The bridge collapsed onto a live highway
Two of the first questions asked were, of course: why was this work being carried out over a live highway? And would such a thing ever happen in the UK?
Leading bridge engineers who have spoken to New Civil Engineer have been quick to point out that such an event would be extremely unlikely in the UK; CAT3 bridge checking should pick up design deficiencies; extensive tests and mock ups would have ensured the correct concrete mix; and strict rules would have ensured the that highway was closed before work was carried out on sensitive elements such as tensioning bars.

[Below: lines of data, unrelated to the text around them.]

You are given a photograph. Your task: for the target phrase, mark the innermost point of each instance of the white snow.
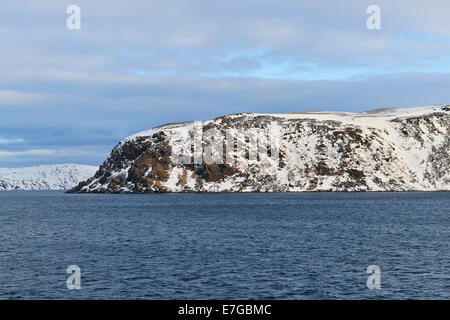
(45, 177)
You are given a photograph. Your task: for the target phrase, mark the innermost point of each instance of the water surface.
(225, 246)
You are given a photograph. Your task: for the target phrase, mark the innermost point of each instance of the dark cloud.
(140, 64)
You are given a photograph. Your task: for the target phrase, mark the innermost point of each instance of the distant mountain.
(45, 177)
(404, 149)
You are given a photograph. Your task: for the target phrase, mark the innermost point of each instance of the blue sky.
(71, 95)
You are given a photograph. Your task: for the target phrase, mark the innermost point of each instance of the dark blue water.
(226, 246)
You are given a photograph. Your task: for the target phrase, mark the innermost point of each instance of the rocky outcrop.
(381, 150)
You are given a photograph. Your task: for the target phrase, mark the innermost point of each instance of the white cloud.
(9, 141)
(17, 98)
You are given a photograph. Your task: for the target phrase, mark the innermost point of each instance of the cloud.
(14, 98)
(9, 141)
(74, 94)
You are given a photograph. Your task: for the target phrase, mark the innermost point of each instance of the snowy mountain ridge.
(45, 177)
(404, 149)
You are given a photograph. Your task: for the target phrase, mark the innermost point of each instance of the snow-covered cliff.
(381, 150)
(45, 177)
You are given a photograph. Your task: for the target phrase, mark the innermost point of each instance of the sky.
(69, 96)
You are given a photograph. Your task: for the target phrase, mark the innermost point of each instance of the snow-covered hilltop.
(382, 150)
(45, 177)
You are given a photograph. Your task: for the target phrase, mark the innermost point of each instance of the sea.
(55, 245)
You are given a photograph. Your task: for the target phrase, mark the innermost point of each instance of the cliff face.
(382, 150)
(45, 177)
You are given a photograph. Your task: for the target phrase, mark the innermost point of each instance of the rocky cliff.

But there’s more to it than that. This is a terrible, tragic incident made all the more so by the fact that the project team was trying to innovate. Much was being made of this on social media in the days leading up to the collapse. This was, we were being told, a pioneering use of the university’s own Accelerated Bridge Construction Methods, methods designed, said the university, to “reduce potential risks to workers, commuters and pedestrians and minimise traffic interruptions”. A key part of this was offsite construction, with the deck component lifted into place just days before the collapse.

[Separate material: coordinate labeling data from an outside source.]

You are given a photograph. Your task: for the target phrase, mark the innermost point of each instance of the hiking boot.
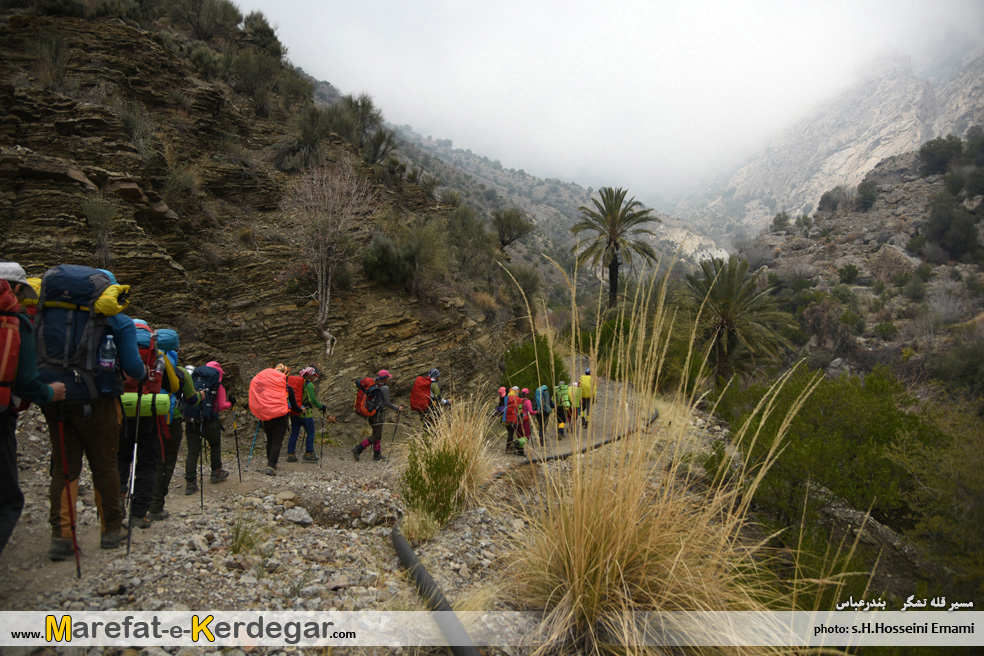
(112, 540)
(61, 548)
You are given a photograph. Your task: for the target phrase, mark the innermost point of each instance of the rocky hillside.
(866, 284)
(893, 112)
(198, 231)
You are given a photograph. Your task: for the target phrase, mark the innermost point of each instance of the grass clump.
(448, 462)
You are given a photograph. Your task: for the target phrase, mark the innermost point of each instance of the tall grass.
(629, 528)
(449, 461)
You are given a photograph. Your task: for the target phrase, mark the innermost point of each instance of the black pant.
(211, 431)
(148, 455)
(165, 468)
(11, 497)
(275, 430)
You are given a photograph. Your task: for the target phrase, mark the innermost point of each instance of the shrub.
(867, 195)
(848, 273)
(533, 363)
(886, 330)
(100, 212)
(937, 154)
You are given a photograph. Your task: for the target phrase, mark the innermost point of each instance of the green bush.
(848, 273)
(887, 330)
(841, 439)
(533, 363)
(431, 481)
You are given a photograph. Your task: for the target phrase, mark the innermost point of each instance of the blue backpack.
(71, 325)
(204, 378)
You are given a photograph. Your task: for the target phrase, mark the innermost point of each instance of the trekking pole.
(133, 467)
(201, 465)
(399, 415)
(235, 434)
(60, 410)
(250, 458)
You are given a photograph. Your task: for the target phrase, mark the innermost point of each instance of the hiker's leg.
(276, 430)
(212, 430)
(295, 430)
(309, 427)
(194, 441)
(165, 469)
(11, 497)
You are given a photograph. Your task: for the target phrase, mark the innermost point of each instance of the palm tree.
(615, 223)
(741, 319)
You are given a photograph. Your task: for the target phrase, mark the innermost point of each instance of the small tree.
(511, 225)
(325, 204)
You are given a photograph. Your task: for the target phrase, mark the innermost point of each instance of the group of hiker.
(570, 403)
(111, 387)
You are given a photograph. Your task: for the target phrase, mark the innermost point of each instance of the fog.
(653, 96)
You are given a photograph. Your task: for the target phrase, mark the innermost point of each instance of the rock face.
(212, 256)
(895, 111)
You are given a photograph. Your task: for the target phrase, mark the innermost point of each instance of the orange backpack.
(296, 383)
(268, 395)
(367, 399)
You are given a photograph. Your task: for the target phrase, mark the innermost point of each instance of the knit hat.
(14, 274)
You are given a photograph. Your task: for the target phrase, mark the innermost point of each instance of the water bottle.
(106, 374)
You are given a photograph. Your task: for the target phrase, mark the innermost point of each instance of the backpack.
(74, 307)
(541, 399)
(367, 397)
(9, 344)
(296, 383)
(268, 395)
(420, 394)
(513, 410)
(204, 378)
(563, 395)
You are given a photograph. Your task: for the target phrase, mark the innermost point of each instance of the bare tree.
(325, 204)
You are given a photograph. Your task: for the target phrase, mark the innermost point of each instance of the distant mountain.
(895, 110)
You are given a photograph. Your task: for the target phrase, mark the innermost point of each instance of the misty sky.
(644, 94)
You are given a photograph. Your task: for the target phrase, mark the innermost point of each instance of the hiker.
(270, 400)
(144, 436)
(524, 429)
(543, 405)
(91, 302)
(204, 426)
(309, 402)
(381, 401)
(511, 400)
(184, 395)
(562, 391)
(18, 380)
(587, 395)
(574, 391)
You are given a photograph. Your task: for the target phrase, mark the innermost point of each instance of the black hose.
(447, 621)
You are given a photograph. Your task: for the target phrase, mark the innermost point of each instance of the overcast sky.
(644, 94)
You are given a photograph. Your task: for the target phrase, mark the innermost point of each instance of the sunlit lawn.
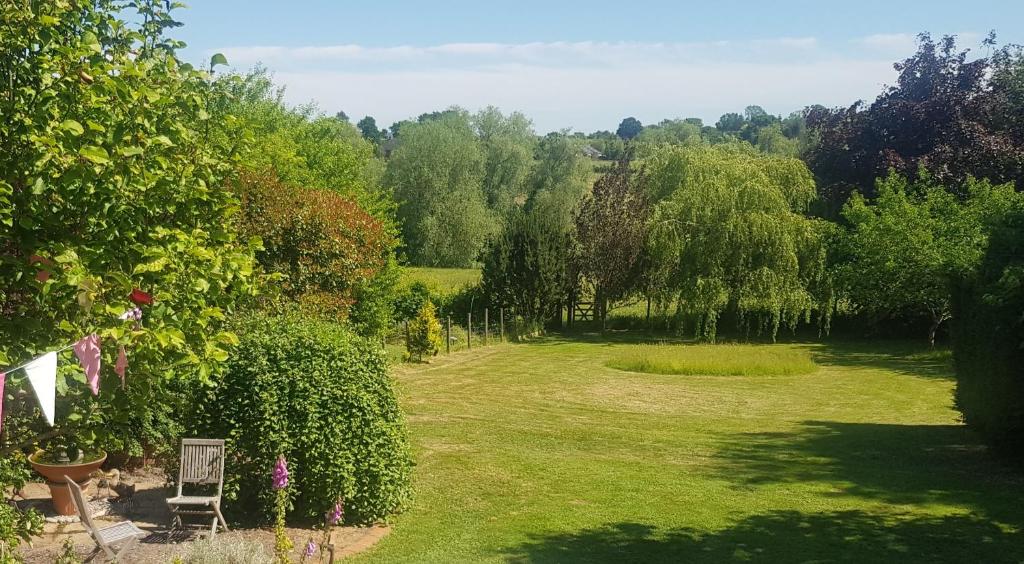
(541, 452)
(726, 359)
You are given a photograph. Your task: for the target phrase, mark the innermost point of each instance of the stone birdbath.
(55, 468)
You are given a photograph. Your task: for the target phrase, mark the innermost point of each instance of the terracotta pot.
(54, 474)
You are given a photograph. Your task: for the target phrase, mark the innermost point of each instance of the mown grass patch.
(714, 359)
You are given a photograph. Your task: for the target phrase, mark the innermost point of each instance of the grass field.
(714, 359)
(539, 452)
(442, 280)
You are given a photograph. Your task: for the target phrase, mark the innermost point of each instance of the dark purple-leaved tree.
(610, 228)
(947, 113)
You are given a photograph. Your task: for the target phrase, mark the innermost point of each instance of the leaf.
(73, 127)
(90, 41)
(217, 58)
(95, 154)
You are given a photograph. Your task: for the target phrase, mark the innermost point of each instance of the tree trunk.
(647, 322)
(937, 319)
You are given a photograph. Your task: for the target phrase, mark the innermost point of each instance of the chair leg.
(223, 522)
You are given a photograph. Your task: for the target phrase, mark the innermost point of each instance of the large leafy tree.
(988, 350)
(112, 179)
(902, 250)
(730, 233)
(508, 143)
(610, 227)
(525, 267)
(945, 114)
(436, 174)
(629, 128)
(329, 249)
(560, 178)
(299, 144)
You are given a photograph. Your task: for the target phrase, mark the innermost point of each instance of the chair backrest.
(82, 507)
(202, 463)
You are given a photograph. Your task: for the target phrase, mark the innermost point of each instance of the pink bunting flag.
(87, 350)
(3, 377)
(122, 364)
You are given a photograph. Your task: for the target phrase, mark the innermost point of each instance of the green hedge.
(988, 340)
(322, 396)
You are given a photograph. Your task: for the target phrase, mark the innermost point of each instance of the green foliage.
(410, 301)
(729, 235)
(629, 128)
(301, 146)
(900, 251)
(949, 112)
(331, 253)
(424, 333)
(715, 359)
(69, 555)
(436, 175)
(561, 177)
(322, 396)
(111, 180)
(988, 349)
(508, 144)
(524, 267)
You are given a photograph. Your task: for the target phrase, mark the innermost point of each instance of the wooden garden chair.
(113, 539)
(202, 464)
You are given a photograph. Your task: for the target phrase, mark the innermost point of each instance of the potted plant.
(60, 460)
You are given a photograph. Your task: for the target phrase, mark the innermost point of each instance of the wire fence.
(484, 328)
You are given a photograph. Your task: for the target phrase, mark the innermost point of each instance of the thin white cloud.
(905, 43)
(584, 85)
(889, 42)
(548, 53)
(592, 98)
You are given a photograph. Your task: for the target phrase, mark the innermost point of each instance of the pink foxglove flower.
(337, 514)
(281, 473)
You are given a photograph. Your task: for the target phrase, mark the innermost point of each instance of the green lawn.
(714, 359)
(540, 452)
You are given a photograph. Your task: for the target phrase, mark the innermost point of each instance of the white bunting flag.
(43, 376)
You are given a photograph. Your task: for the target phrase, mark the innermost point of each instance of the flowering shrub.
(282, 544)
(322, 396)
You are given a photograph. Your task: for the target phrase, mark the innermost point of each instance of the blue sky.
(581, 64)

It was also to be the “first in the world to be constructed entirely of self-cleaning concrete”, using titanium dioxide in the mix to keep its surface clean by catalysing the UV breakdown of pollutants. It is perhaps worth asking how well the project team understood the properties of this special mix.
So it again raises that huge question about innovation. UK public sector clients have for years been lambasted for their reticence to embrace innovative materials and methods. Indeed, the industry’s perceived reluctance to embrace techniques such as offsite construction is routinely touted as the reason for the industry’s poor productivity. Clearly we do not yet know if the innovative materials or methods were responsible in Florida. But you can bet that UK client technical teams are now going to be on high alert. They should be.
We need to innovate as an industry. But we also need to be ever aware of the safety implications of what we do. As we also report this month, workforce safety performance of the UK construction industry is getting ever better, with technology accelerating this improvement.
But what of the risks to the public? It may be the Florida bridge collapse necessitates a new chapter in ICE’s post-Grenfell review into the risks of infrastructure failure. It will surely makes it all the more essential reading when it lands. Watch this space.